How to Stop Putting Off Your Estate Plan (And Why It Matters More Than You Think)

Recent data from financial planners reveals that most people are hesitant to commit to any sort of estate planning, instead opting to defer when possible – a trend which could have negative impacts down the line if not addressed early.
The 2026 Financial Advisor Insights report shows that when advisors bring up estate planning, 72% of clients express interest but defer concrete action, citing reasons like wanting to consult an attorney (26%), needing more information (25%), and having other priorities take precedence (17%).
“Most people don’t start because they don’t know where to begin, not because they don’t care,” says Matthew Koppelman, the co-founder of Precision Wealth Planners, a financial planning firm based in California.

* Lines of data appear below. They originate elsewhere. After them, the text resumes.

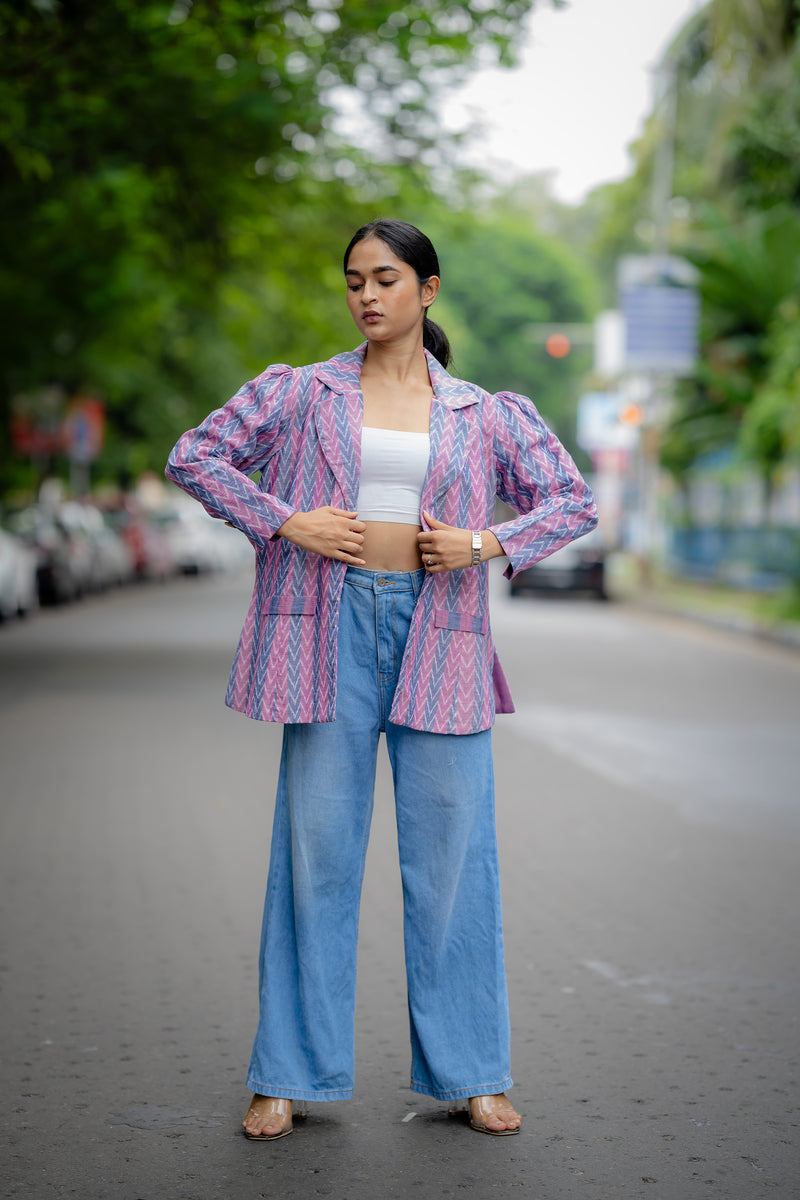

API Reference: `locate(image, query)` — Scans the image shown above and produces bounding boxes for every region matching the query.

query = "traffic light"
[545,332,571,358]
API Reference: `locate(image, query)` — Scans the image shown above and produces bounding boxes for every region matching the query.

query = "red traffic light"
[545,333,571,358]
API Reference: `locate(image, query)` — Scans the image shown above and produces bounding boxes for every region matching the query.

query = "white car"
[0,528,39,620]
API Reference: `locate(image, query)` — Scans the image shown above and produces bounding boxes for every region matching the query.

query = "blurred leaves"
[426,208,596,435]
[578,0,800,488]
[0,0,548,490]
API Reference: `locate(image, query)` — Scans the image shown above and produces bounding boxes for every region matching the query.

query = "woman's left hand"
[419,512,505,572]
[417,512,473,573]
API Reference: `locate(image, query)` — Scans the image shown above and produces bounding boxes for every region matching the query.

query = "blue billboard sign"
[619,255,699,375]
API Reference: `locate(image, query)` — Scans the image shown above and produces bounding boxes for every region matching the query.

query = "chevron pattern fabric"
[166,345,598,734]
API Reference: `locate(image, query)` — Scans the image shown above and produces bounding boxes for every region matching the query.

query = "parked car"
[103,498,175,582]
[0,527,39,621]
[58,501,135,591]
[155,497,250,575]
[509,528,607,600]
[6,505,83,604]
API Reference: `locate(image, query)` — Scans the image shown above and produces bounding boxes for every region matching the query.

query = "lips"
[362,310,381,321]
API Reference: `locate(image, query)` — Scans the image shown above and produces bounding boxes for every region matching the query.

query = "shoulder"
[426,353,490,410]
[492,389,547,430]
[248,359,325,407]
[312,346,366,392]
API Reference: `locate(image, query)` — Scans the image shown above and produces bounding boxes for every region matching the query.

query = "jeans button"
[377,576,388,587]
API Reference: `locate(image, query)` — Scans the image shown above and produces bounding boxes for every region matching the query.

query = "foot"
[468,1093,521,1135]
[242,1095,294,1140]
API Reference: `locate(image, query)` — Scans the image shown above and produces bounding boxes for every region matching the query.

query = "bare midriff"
[359,521,423,572]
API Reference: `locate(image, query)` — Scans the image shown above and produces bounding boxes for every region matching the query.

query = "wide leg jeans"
[246,566,512,1103]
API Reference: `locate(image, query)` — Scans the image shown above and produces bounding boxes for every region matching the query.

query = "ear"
[421,275,440,309]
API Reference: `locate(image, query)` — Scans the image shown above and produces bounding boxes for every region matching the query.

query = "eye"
[347,283,362,292]
[379,281,396,287]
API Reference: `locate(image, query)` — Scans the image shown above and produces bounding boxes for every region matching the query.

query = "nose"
[362,279,378,305]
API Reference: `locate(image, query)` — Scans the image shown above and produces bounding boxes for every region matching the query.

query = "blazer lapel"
[421,354,480,516]
[312,346,479,516]
[313,349,364,509]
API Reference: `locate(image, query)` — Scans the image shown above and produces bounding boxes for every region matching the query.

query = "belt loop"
[410,568,423,600]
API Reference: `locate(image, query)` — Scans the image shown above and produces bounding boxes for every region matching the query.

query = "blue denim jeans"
[246,566,512,1102]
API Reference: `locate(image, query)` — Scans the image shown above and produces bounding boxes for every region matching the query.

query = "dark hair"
[343,218,452,369]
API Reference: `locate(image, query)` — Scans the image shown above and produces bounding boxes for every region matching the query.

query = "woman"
[166,218,597,1140]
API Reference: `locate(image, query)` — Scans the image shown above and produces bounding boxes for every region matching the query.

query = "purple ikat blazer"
[165,344,598,734]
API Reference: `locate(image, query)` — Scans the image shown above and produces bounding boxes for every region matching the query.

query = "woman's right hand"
[277,507,366,564]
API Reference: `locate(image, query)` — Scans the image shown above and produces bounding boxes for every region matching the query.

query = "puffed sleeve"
[165,364,299,550]
[488,390,598,579]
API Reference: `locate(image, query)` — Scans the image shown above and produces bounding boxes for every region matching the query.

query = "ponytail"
[423,313,451,370]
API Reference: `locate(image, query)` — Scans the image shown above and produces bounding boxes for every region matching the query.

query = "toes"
[468,1093,521,1132]
[243,1095,292,1137]
[484,1112,519,1131]
[243,1118,284,1136]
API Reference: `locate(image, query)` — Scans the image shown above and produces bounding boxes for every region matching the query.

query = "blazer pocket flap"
[434,606,487,634]
[265,594,317,615]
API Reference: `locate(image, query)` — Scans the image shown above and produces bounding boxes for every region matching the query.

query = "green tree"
[575,0,800,491]
[741,295,800,490]
[1,0,546,492]
[422,209,596,438]
[660,206,800,487]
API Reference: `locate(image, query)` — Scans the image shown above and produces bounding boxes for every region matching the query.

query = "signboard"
[577,392,638,454]
[64,396,105,464]
[10,386,65,457]
[619,255,699,375]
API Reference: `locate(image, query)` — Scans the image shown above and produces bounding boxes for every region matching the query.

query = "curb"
[626,595,800,652]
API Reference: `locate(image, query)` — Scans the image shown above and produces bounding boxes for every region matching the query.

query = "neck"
[361,330,429,384]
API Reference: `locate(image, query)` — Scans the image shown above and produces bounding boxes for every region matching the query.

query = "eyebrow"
[345,265,400,276]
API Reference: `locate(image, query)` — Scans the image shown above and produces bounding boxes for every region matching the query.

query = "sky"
[442,0,705,204]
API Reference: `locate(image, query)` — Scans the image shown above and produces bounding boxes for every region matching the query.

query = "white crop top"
[356,426,430,524]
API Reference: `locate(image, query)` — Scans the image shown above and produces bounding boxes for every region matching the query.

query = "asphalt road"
[1,567,798,1200]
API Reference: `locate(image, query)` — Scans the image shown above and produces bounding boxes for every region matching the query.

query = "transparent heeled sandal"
[242,1096,308,1141]
[448,1093,521,1136]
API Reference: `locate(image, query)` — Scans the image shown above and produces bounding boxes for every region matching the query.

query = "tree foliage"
[580,0,800,487]
[424,208,595,436]
[1,0,547,492]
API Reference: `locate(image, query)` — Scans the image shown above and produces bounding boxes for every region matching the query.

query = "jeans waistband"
[344,565,425,597]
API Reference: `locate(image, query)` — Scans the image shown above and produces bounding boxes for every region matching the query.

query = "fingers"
[332,512,365,563]
[329,508,366,531]
[329,511,365,558]
[419,525,473,572]
[279,508,367,562]
[335,537,366,564]
[422,509,448,529]
[329,508,366,545]
[422,547,446,572]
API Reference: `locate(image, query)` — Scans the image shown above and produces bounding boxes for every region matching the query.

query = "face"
[345,236,440,344]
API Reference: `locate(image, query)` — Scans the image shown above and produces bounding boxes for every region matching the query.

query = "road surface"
[1,567,797,1199]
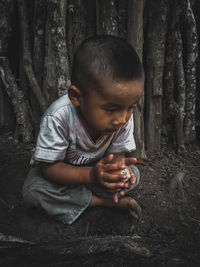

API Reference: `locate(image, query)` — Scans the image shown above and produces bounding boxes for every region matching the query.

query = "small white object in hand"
[120,169,131,182]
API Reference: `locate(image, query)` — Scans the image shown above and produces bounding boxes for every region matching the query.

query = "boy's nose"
[112,112,127,127]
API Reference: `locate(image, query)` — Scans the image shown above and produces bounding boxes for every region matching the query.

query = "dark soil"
[0,134,200,266]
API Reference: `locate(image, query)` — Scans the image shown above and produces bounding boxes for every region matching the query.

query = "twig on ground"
[0,198,12,209]
[0,233,34,244]
[169,171,186,202]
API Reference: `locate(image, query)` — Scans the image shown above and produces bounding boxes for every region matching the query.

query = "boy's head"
[68,35,144,141]
[71,35,144,92]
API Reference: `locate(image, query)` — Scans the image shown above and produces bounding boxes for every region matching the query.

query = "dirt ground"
[0,133,200,266]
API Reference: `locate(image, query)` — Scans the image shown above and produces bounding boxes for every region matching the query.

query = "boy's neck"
[76,108,101,143]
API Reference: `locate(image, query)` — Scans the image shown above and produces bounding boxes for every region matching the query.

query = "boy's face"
[70,78,143,141]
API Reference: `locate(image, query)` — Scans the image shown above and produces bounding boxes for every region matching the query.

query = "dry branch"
[0,235,152,265]
[169,171,186,201]
[0,57,33,143]
[0,233,34,245]
[17,0,48,113]
[47,236,151,257]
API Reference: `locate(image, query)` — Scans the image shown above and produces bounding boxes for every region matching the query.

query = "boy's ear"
[68,85,82,107]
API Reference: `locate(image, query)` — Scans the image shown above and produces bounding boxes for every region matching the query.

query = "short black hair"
[71,35,144,91]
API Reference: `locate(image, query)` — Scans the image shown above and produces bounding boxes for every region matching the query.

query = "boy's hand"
[109,153,137,185]
[91,154,137,194]
[106,154,137,203]
[91,154,129,192]
[112,167,137,203]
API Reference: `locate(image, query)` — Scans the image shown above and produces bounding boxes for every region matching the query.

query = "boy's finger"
[125,157,137,166]
[104,181,125,191]
[119,190,125,196]
[103,173,127,183]
[129,202,142,219]
[105,163,126,172]
[113,192,118,203]
[102,154,114,164]
[134,202,142,216]
[130,173,136,184]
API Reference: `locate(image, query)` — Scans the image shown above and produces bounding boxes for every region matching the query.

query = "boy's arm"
[40,156,131,190]
[40,161,93,185]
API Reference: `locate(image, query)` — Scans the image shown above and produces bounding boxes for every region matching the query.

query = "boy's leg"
[89,194,141,219]
[22,166,92,225]
[23,165,140,224]
[87,164,141,219]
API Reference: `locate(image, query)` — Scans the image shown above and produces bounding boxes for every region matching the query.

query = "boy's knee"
[130,165,140,186]
[22,186,40,207]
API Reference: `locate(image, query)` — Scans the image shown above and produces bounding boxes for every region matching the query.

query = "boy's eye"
[104,105,134,113]
[104,108,118,113]
[128,105,134,110]
[103,106,120,112]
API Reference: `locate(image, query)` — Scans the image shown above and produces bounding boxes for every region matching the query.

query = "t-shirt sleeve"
[106,114,136,154]
[33,115,69,163]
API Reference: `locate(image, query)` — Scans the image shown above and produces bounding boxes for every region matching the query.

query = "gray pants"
[22,165,140,225]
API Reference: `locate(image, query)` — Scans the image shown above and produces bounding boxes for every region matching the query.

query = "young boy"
[22,35,144,225]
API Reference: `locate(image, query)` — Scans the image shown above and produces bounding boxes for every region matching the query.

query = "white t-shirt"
[32,94,136,166]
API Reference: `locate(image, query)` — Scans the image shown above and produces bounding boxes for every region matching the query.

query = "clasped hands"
[91,153,137,203]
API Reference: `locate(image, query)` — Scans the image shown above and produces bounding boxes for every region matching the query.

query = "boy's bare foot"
[117,197,141,219]
[89,195,141,219]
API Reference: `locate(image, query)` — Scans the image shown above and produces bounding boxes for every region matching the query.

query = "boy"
[22,35,144,225]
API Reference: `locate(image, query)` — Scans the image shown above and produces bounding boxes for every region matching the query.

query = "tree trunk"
[144,0,168,153]
[0,58,33,143]
[1,0,200,148]
[0,0,33,142]
[42,0,71,104]
[0,83,15,133]
[175,31,186,121]
[0,0,14,132]
[116,0,127,39]
[0,86,4,128]
[17,0,48,113]
[96,0,119,36]
[32,0,46,87]
[163,0,185,152]
[180,0,198,143]
[127,0,145,158]
[67,0,87,72]
[194,0,200,140]
[86,0,96,38]
[31,0,47,132]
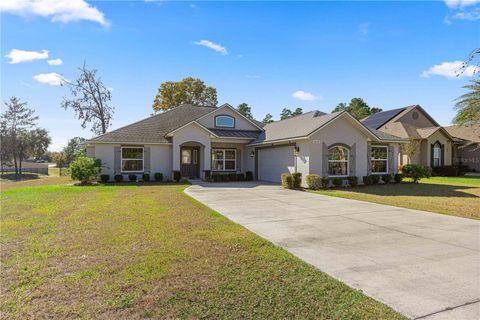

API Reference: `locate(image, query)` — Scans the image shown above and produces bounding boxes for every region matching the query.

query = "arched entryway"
[180,141,204,178]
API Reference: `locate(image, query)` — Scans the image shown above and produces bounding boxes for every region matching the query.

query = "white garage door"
[258,146,294,183]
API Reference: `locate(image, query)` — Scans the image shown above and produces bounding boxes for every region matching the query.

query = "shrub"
[371,175,380,184]
[347,176,358,187]
[401,164,432,183]
[228,172,237,182]
[69,157,102,184]
[237,173,245,181]
[173,171,181,182]
[292,172,302,188]
[245,171,253,181]
[306,174,321,190]
[432,166,461,177]
[114,174,123,182]
[128,174,137,182]
[382,174,392,184]
[281,173,294,189]
[154,172,163,182]
[142,173,150,182]
[212,173,222,182]
[204,170,211,180]
[99,174,109,183]
[222,174,229,182]
[362,175,373,185]
[331,177,343,187]
[394,173,403,183]
[321,177,329,189]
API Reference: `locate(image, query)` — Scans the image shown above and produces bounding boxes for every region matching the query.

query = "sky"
[1,0,479,150]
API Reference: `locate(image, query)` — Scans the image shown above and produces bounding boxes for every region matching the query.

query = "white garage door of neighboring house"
[258,146,294,183]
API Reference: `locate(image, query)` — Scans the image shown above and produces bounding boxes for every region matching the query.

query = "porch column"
[203,140,211,172]
[172,138,180,171]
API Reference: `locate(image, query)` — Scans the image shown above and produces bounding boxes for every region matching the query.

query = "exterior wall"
[309,116,370,178]
[172,123,212,175]
[391,107,436,129]
[425,130,452,166]
[197,106,259,131]
[454,143,480,172]
[149,144,173,180]
[86,146,95,158]
[244,145,255,173]
[94,144,115,177]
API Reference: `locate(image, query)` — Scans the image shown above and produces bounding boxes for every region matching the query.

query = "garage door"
[258,146,294,183]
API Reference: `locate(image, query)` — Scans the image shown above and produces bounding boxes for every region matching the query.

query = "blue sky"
[1,0,479,150]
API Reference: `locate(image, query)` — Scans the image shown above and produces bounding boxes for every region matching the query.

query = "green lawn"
[311,176,480,220]
[0,178,404,319]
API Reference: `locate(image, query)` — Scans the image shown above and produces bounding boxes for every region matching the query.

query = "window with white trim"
[371,146,388,174]
[215,115,235,128]
[328,146,349,176]
[433,142,441,167]
[121,147,144,172]
[212,149,236,171]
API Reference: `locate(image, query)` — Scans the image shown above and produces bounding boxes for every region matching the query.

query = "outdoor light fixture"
[294,146,300,156]
[249,150,255,158]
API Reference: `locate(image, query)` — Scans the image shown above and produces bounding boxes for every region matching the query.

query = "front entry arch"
[180,146,200,178]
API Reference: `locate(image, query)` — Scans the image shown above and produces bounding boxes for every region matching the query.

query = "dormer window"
[215,115,235,128]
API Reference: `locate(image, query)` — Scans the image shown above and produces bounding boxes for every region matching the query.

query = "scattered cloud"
[20,80,33,88]
[194,40,228,55]
[421,60,477,79]
[47,58,63,65]
[292,90,319,101]
[245,74,261,79]
[5,49,48,64]
[0,0,109,26]
[358,22,370,36]
[444,0,480,8]
[33,72,65,86]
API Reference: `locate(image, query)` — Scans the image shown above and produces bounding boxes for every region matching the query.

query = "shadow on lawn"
[348,182,478,198]
[0,173,41,181]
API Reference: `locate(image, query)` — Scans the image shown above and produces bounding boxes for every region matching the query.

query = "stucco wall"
[309,116,370,178]
[197,106,259,131]
[392,108,436,128]
[172,123,212,172]
[94,144,115,177]
[149,144,173,180]
[426,130,452,166]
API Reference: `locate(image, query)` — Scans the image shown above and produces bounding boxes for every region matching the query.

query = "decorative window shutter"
[114,146,121,174]
[388,145,394,173]
[349,143,356,176]
[144,147,151,173]
[366,142,372,175]
[430,144,434,167]
[322,143,328,178]
[441,144,445,166]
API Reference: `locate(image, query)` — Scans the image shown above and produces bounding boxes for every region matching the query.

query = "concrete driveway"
[185,182,480,320]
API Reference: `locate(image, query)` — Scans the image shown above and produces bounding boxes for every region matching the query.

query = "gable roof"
[444,125,480,144]
[89,104,216,144]
[361,107,406,129]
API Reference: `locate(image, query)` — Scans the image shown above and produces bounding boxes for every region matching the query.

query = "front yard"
[311,176,480,220]
[0,178,403,319]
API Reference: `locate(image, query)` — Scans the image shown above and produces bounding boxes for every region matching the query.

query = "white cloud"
[421,60,477,79]
[194,40,228,55]
[0,0,109,26]
[444,0,480,8]
[33,72,65,86]
[452,8,480,20]
[5,49,48,64]
[292,90,319,101]
[47,58,63,65]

Indeed, most American adults have done no estate planning whatsoever, with Gen X being the worst offenders, with what experts are labelling “The Sandwich Gap” between Boomers (over half of whom have done some estate planning) and Millennials (who have more estate planning documents than Gen Xers).
Some may be taking the research into their own hands. Pew research shows that the majority of Americans use AI multiple times a week. Though OpenAI doesn’t make search volume data publicly available, it’s not much of a leap to think that people are turning the questions they once brought to Google to ChatGPT for quick answers, reassurance, and even legal advice – a move that lawyers are advising strongly against.
The best time to start estate planning
Getting ahead of estate planning will solve a number of problems for you and your family down the line. Problems like unexpected costs, long probate periods, and tax horror stories. If you don’t know where to begin, a financial planner is a good place to start.
“My role is to educate clients on what an estate plan actually does,” says Koppelman. “Using real stories of successes and failures, reframing the outcome from ‘documents’ to peace of mind for them and their families.”
The way advisors deal with estate planning conversations is equally important. Advisors often avoid the topic fearing it will be uncomfortable, but the data says the opposite is true. Conversations that involve estate planning often result in a lift of client sentiment by nearly 5% and reduced neutral to negative outcomes.
The timing is equally important. Estate planning topics are shorter and less interactive than tax or retirement planning, reflecting their placement towards the end of calls. Surfacing estate planning topics earlier gives more time for the subject to breathe. Clients can ask questions and engage more thoroughly with their options, with less likelihood of deferral.
“Leading with empathy and support rather than lecturing is important,” Koppelman says. The report shows that advisor emotional intelligence has a direct correlation to improving client outcomes – especially with heavy topics like estate planning.
Advisor emotional intelligence is one of the strongest differentiators of client outcomes, measured by talk-time discipline, open-ended questions, empathetic statements, and emotional check-ins.
The mechanics of a good estate planning conversation are learnable: ask more than you tell, check in on how the client is feeling, and leave room for the conversation to go somewhere.
The cost of waiting
Estate planning is one of the few financial decisions where procrastination has consequences that fall entirely on the people you leave behind. Probate is expensive. Assets without designated beneficiaries can end up in the wrong hands or tied up in court for years.
The data makes clear that the barrier is rarely money or complexity, but inertia. The conversation is not the hard part. Starting it is.